Peter Thiel put $300K into this company, which seeks to capture waste heat from power generation facilities (and other forms of low-grade heat) by artificially creating very tall vortices. The system works something like a very tall chimney, but without the expense of constructing such a chimney. Simple explanation here.

(When I wonder “will this work?”, I don’t mean at a technical level..sounds like experimentation has demonstrated that it will, at least at a small scale…I mean “work” in a commercial sense)

They cite 35% as a typical efficiency for a thermal power plant (which sounds about right) and estimate that their system could recover 20% of the now-wasted heat, resulting in an overall plant output increase of about 40% with no increase in fuel consumption. However, I’d make the point that new combined-cycle power plants are considerably more efficient–GE is claiming 60% for some of their “H” series machines…which is obviously a good thing but leaves less wasted heat to be recovered. Still, there is a lot of rejected heat even from combined-cycle turbines…and not all power plants are going to be combined-cycle..for one thing, I don’t think CC plants can use coal unless it is first gasified.
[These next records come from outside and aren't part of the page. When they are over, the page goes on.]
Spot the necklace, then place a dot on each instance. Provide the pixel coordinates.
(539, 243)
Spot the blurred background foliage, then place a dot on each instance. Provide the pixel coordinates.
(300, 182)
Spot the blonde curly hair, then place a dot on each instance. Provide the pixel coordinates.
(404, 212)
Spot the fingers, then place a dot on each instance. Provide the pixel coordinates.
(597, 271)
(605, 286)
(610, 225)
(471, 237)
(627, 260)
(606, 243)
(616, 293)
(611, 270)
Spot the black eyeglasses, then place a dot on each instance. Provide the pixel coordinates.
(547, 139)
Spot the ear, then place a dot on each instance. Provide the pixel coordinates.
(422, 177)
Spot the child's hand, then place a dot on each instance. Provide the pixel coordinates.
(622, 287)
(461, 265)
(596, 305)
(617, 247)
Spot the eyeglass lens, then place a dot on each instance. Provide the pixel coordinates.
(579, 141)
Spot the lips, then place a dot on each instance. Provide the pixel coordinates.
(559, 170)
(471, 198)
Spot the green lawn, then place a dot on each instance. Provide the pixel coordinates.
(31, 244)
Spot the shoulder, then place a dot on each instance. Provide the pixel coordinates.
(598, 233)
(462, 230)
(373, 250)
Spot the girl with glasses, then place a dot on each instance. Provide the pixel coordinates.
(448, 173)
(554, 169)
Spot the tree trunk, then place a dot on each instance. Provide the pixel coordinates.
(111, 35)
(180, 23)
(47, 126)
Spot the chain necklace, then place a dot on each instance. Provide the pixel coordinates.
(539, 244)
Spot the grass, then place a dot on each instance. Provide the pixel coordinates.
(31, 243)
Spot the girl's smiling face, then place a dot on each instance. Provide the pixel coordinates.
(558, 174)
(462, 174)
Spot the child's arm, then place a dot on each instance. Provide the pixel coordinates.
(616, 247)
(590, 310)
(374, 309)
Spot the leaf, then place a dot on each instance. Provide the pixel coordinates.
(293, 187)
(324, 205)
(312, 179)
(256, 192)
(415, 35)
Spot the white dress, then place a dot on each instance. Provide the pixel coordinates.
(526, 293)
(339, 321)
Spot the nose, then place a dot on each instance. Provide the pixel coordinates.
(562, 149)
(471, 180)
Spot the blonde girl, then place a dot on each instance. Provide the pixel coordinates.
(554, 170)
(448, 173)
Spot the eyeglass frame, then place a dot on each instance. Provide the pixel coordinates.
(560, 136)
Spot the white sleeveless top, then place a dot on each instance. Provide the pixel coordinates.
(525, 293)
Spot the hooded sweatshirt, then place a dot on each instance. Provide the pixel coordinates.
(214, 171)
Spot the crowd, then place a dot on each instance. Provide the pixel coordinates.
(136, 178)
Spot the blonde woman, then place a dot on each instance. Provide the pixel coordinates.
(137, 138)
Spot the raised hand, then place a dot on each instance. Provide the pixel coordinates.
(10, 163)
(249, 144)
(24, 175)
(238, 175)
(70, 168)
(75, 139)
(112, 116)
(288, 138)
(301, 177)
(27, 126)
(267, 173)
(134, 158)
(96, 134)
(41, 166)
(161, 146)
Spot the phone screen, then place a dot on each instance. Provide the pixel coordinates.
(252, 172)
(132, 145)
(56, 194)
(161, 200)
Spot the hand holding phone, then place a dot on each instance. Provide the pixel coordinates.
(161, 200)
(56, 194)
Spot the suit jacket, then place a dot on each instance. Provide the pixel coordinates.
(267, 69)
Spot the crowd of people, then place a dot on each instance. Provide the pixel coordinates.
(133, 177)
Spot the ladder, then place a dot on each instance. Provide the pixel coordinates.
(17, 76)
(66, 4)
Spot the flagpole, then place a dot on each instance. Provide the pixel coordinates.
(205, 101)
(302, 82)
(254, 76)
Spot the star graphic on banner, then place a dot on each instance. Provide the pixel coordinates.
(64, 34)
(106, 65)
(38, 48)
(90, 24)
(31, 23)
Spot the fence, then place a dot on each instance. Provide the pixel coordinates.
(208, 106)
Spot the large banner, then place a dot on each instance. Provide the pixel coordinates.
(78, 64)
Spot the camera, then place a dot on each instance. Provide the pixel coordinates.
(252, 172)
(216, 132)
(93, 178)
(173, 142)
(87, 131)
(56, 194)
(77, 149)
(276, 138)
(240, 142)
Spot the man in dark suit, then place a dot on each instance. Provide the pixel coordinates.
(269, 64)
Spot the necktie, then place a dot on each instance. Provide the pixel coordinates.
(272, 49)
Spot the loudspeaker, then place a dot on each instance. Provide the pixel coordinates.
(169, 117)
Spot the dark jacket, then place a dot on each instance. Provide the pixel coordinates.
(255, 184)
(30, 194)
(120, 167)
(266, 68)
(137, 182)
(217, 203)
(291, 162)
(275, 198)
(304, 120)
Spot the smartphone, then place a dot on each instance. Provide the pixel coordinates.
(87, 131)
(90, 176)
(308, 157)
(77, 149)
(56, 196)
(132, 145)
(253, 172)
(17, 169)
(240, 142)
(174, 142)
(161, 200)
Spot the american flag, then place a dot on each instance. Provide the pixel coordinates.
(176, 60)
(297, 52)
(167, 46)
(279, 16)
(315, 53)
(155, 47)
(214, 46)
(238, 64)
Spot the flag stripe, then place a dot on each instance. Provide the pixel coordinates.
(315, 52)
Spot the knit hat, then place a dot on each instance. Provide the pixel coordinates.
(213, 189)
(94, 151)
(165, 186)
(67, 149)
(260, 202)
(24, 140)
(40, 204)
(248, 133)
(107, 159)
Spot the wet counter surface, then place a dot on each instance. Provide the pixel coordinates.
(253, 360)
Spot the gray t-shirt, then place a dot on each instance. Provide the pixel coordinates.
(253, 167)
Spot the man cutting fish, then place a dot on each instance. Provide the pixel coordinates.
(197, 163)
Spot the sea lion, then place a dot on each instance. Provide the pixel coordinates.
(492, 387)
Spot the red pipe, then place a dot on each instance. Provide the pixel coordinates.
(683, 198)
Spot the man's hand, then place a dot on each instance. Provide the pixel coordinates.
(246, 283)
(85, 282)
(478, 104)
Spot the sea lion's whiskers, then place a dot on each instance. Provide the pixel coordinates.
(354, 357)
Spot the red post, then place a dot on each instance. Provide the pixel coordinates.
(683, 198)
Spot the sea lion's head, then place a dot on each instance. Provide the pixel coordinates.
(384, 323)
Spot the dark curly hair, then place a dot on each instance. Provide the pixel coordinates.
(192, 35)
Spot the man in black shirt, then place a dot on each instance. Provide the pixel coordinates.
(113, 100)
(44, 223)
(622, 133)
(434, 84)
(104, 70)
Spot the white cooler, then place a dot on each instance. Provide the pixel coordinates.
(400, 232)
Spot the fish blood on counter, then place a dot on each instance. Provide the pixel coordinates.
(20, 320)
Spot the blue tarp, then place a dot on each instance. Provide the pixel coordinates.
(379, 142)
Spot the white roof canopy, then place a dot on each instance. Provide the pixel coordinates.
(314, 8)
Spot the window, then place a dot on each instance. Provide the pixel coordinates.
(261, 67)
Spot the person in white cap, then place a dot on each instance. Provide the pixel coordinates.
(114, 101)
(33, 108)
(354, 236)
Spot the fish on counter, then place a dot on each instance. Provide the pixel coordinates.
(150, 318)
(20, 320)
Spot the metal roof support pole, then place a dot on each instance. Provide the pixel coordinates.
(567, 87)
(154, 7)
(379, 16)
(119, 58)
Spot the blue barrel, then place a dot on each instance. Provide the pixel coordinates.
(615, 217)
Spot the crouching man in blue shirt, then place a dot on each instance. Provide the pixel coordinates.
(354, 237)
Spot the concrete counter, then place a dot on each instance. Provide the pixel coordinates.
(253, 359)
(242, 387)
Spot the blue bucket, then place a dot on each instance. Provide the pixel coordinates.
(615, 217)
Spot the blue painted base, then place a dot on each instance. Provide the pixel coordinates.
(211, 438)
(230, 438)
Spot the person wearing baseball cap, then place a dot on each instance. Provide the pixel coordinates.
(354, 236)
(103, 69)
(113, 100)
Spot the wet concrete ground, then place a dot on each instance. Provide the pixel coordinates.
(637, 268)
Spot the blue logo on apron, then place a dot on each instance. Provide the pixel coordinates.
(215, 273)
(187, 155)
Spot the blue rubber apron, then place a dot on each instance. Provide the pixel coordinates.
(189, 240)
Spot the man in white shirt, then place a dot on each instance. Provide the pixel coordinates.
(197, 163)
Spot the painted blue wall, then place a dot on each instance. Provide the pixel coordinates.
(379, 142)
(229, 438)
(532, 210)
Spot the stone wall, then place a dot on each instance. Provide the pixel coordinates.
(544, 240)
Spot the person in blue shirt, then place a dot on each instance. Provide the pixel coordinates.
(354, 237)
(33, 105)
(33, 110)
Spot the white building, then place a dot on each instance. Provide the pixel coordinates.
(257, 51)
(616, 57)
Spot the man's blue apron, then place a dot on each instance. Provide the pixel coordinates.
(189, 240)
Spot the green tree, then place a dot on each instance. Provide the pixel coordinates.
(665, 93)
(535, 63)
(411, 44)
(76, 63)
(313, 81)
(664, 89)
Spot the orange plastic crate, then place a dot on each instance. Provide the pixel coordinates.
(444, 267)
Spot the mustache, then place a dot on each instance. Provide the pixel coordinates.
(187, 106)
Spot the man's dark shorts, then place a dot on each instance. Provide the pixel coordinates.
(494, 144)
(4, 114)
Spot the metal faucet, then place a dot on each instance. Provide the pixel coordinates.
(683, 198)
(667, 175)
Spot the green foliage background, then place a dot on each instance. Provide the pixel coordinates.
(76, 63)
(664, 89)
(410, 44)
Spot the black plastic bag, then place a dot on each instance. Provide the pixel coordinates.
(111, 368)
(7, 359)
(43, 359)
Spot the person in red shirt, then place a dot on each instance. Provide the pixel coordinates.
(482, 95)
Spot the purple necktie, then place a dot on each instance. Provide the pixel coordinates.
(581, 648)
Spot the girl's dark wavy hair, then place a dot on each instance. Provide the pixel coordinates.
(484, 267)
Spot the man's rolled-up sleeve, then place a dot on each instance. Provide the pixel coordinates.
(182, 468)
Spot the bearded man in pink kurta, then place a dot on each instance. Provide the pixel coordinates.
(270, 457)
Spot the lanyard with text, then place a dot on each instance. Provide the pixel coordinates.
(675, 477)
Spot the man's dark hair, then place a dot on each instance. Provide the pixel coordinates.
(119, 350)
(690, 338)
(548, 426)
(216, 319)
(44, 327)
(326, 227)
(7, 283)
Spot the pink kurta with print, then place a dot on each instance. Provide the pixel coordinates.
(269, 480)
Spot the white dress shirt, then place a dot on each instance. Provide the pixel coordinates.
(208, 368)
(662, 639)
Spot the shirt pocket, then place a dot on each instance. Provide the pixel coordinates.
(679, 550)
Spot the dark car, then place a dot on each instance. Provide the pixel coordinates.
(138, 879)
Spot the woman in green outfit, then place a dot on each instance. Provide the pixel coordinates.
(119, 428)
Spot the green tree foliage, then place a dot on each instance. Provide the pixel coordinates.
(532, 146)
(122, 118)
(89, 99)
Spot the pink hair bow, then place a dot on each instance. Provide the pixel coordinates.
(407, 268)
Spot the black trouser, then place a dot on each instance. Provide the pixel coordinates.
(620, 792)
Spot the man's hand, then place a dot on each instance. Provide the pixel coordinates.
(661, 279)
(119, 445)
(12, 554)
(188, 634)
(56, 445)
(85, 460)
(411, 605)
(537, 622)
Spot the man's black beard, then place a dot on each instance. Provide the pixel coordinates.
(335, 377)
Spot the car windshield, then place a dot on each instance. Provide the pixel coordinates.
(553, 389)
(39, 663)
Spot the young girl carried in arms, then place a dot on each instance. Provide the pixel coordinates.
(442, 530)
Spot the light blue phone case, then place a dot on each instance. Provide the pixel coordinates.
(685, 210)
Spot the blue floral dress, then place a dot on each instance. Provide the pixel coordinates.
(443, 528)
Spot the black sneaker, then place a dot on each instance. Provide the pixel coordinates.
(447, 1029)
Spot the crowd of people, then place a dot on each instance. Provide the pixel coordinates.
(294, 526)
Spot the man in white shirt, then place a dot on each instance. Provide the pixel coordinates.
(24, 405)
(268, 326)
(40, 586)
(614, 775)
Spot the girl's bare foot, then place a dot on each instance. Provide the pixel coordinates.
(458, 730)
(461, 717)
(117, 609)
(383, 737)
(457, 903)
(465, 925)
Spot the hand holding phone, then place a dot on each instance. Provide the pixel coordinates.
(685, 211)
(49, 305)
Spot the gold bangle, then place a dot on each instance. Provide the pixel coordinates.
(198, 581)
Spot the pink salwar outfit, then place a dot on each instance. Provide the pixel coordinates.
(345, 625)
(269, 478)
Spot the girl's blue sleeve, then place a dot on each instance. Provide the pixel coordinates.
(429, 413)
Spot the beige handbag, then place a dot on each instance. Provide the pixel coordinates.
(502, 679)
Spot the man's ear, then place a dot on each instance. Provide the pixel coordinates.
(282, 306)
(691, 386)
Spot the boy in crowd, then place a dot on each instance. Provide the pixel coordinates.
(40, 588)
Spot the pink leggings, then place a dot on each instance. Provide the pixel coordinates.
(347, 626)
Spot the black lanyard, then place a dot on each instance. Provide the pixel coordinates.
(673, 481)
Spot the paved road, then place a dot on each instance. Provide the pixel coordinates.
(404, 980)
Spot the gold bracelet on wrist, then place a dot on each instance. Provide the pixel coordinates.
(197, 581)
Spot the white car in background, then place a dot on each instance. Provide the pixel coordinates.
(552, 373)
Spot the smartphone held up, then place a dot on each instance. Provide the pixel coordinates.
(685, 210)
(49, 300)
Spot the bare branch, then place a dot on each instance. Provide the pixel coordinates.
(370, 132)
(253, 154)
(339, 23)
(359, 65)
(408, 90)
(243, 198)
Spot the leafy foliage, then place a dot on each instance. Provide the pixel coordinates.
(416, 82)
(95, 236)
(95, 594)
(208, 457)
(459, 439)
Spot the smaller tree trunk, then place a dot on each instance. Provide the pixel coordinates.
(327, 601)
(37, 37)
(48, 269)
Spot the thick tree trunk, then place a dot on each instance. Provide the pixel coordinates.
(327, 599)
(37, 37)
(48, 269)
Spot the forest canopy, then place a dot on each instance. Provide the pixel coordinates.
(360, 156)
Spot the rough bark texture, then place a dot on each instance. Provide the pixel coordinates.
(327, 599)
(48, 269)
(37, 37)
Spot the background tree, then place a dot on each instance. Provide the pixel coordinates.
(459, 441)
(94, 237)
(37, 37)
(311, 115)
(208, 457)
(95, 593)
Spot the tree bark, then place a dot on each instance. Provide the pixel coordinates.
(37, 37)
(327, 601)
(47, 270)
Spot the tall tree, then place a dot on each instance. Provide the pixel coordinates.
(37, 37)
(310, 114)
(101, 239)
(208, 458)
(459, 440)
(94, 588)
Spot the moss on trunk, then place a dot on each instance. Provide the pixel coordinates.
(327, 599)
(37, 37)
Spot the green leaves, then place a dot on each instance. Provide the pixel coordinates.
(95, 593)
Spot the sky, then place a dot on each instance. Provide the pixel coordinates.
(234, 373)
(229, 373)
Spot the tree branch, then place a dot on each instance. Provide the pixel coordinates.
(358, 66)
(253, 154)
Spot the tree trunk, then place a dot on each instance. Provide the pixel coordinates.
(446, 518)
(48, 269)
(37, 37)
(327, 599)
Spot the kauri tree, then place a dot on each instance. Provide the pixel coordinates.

Lots of issues between development and large-scale deployment, of course..costs of large-scale systems are hard to estimate until you actually build one and operate it for a while, and I also wonder about public acceptance (and aviation safety/traffic implications, were these plants to be built out densely.) It’s a very creative concept, and I’m glad to see Thiel putting some money behind it…lots more will be needed to reach a commercial level.

I’ll be watching this with interest.